3. [bonus, 3pt] The split of a node Each node of a decision tree is a comparison on a feature against a threshold. To determine the feature and the threshold, a common practice is a grid search. Search over every feature, against a set of thresholds. In the end, pick the combination of feature and threshold that minimize the expectation of Gini impurity. The function to implement in this problem is grid_search_split_midpoint.
There are many ways to establish the thresholds. Here we use a common practice that for each feature, the thresholds are the mindpoints of any two consecutive values. For example, if the values on a feature is [5,4,2,1,3], then the thresholds are [1.5, 2.5, 3.5, 4.5].

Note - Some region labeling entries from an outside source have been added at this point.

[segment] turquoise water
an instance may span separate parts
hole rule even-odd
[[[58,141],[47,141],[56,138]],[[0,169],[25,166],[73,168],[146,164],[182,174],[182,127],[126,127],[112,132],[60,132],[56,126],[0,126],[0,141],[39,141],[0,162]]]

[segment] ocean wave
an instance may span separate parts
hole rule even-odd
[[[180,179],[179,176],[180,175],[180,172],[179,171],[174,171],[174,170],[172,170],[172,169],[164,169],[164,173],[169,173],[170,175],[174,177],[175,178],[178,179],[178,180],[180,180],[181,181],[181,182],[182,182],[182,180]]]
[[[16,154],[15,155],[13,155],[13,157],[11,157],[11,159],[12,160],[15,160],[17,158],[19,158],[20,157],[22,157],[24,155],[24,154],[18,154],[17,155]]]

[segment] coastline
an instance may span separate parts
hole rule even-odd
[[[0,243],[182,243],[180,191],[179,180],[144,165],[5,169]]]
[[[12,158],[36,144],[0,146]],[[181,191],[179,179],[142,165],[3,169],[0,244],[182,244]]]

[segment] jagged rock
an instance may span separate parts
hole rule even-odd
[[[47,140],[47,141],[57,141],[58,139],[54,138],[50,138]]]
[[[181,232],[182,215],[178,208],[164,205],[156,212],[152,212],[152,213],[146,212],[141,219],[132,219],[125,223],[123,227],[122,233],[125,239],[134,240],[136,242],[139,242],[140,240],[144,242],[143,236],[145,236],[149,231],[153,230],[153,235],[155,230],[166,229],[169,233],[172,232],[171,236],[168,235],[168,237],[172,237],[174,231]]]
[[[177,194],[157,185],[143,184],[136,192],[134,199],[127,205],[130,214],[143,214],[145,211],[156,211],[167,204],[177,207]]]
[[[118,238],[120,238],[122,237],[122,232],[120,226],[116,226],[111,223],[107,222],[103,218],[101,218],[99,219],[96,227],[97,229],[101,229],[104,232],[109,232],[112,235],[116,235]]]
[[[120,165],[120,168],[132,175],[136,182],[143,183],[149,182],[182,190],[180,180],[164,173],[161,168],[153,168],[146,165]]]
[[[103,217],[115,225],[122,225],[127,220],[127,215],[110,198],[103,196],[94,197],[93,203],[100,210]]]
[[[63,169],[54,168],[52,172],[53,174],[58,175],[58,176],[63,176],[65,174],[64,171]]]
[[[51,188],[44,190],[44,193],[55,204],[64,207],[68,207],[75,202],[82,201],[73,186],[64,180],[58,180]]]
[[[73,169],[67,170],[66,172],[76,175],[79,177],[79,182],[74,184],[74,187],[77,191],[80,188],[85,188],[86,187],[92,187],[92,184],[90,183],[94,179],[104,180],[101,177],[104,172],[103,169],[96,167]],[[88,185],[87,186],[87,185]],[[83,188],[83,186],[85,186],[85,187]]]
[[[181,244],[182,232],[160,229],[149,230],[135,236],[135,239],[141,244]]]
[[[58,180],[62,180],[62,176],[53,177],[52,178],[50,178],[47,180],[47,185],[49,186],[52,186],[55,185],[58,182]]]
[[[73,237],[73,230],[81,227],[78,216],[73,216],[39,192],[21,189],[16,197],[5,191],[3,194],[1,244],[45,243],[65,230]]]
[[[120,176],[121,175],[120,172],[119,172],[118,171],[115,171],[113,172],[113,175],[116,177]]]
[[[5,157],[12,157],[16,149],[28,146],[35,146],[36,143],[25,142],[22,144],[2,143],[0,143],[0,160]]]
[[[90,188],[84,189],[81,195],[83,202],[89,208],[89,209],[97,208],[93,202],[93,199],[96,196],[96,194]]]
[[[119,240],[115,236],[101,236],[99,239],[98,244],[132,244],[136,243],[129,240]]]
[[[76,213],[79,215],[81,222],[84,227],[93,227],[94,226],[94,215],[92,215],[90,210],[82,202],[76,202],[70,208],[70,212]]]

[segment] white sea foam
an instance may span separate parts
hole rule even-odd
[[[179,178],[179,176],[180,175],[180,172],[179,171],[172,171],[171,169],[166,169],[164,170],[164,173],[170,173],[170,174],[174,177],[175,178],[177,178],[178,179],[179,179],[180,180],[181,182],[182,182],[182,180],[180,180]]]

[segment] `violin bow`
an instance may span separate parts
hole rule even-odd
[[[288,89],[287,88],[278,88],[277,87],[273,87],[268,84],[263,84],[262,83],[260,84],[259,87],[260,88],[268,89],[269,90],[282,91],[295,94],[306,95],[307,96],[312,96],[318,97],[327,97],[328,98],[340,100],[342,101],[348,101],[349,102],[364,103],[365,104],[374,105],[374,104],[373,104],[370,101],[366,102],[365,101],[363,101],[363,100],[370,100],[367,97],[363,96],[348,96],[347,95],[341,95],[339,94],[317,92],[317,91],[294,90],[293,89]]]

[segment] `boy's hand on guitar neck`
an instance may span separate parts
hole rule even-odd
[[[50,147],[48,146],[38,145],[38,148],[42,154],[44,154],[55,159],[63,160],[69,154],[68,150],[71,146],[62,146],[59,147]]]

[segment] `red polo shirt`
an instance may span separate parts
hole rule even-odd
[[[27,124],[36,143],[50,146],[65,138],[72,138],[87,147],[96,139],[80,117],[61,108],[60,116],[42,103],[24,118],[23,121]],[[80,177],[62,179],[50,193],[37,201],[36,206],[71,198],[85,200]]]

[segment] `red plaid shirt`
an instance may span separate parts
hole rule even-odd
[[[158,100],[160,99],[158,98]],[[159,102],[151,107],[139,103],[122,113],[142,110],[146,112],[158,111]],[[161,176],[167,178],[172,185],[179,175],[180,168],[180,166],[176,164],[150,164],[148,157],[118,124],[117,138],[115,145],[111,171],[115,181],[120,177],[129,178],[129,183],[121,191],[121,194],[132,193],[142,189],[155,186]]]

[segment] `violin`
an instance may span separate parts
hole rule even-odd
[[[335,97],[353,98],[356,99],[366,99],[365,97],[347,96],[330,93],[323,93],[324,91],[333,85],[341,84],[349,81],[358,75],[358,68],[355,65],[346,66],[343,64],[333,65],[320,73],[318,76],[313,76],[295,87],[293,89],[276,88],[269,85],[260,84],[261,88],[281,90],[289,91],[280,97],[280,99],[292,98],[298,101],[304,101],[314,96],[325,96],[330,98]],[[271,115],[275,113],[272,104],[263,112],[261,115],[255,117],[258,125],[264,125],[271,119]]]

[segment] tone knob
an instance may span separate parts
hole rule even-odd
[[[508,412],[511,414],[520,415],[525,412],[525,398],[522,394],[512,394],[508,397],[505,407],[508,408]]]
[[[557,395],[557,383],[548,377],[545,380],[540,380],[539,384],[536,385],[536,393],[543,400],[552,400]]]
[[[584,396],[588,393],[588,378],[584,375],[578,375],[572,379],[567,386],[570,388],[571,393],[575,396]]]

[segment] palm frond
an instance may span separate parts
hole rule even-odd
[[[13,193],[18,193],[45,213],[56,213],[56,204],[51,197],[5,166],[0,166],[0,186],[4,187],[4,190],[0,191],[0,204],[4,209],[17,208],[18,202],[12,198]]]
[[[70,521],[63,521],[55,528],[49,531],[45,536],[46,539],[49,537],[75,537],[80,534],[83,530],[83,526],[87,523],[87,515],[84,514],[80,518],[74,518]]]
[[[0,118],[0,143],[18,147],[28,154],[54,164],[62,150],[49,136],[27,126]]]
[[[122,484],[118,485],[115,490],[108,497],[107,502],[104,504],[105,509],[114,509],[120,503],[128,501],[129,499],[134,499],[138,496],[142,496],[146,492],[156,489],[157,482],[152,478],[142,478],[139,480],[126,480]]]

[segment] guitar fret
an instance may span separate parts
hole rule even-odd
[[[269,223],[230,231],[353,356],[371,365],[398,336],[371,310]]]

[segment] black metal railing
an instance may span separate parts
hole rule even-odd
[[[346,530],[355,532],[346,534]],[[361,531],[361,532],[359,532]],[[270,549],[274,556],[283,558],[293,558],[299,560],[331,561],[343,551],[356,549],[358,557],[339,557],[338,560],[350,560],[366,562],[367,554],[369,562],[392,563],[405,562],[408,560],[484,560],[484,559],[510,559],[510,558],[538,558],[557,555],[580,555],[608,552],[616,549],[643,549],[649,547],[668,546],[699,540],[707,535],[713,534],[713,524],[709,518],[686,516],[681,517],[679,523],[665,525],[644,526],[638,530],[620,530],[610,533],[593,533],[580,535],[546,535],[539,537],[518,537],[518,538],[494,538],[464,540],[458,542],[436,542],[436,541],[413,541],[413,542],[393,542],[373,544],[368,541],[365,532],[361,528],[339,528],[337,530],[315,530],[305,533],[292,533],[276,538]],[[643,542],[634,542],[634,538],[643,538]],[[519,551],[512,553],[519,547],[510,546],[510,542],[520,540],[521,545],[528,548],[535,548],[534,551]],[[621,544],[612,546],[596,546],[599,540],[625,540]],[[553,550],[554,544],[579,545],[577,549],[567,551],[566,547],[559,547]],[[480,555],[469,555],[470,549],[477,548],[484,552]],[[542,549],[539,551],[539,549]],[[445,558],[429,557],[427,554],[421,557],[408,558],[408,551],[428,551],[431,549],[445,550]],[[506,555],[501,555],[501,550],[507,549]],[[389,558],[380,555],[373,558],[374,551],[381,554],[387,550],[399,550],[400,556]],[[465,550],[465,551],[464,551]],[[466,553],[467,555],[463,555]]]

Note that because values on features differ (e.g., in feature 1, [1,2,3,4,5] and in feature 2, [0.1, 0.2, 0.9, 0.1, -0.8]]),
thresholds for features differ. To help you start, the thresholds for each feature are constructed in the function
grid_search_split_midpoint in hw3 already. So you can directly make use of the variable thresholds, each column of which corresponds to a feature dimension. The function shall return 3 variables:
a. grid: 2D numpy array, the expectations of Gini impurity. Each column corresponds to one feature and each row orresponds to a threshold. Note that each feature has its own thresholds. b. best_feature: int, the index of the column containing the minimal value in grid. c. best_threshold: float, the threshold of the best_feature that minimizes the value in grid.
Given the grid, to find the corresponding threshold index and feature index, use Numpy's argmin and unravel_index. Something like this:
python3 (best_threshold_index, best_feature_index) = numpy.unravel_index(numpy.argmin(grid, axis=None), grid.shape)
Then convert the threshold index into actual threshold value.
How to test your submission
Test cases for all functions are provided in doctest. You can visually compare the outputs of your functions. Or you can run the hw3.py script as python3 hw3.py in a system command shell or %run hw3.py in a Jupyter hub cell. If you see no error, then all your functions are correct.
Hints for programming:
1. Instead of for-loops, take advantage of numpy's array-wise operations. For example,
python3 numpy.array([1,2,3,4]) > 3 returns an array containing the comparison result between every element of the array against the threshold 3: array([False, False, False, True])
2. You can logical_and two arrays to find elements satisfying both conditions (instead of using for-loops to check both conditions over elements):
python3 numpy.logical_and( numpy.array([1,2,3,4]) > 2, numpy.array([+1,-1,+1,-1]) == +1 ) shall return array([False, False, True, False])
There are many other logic operations in Numpy. Click here to see.
3. You can sum over a Boolean array to count how many elemens are True or False.
python3 sum(numpy.array([True, False, True])) shall return 2.
How to submit
For hand computation part, upload one PDF file. For programming part, upload your edited hw3.py. Do NOT delete contents in the template for programming. Besure that in your submitted hw3.py, you include only module importing and function definitions above the if __name__ == "__main__": line.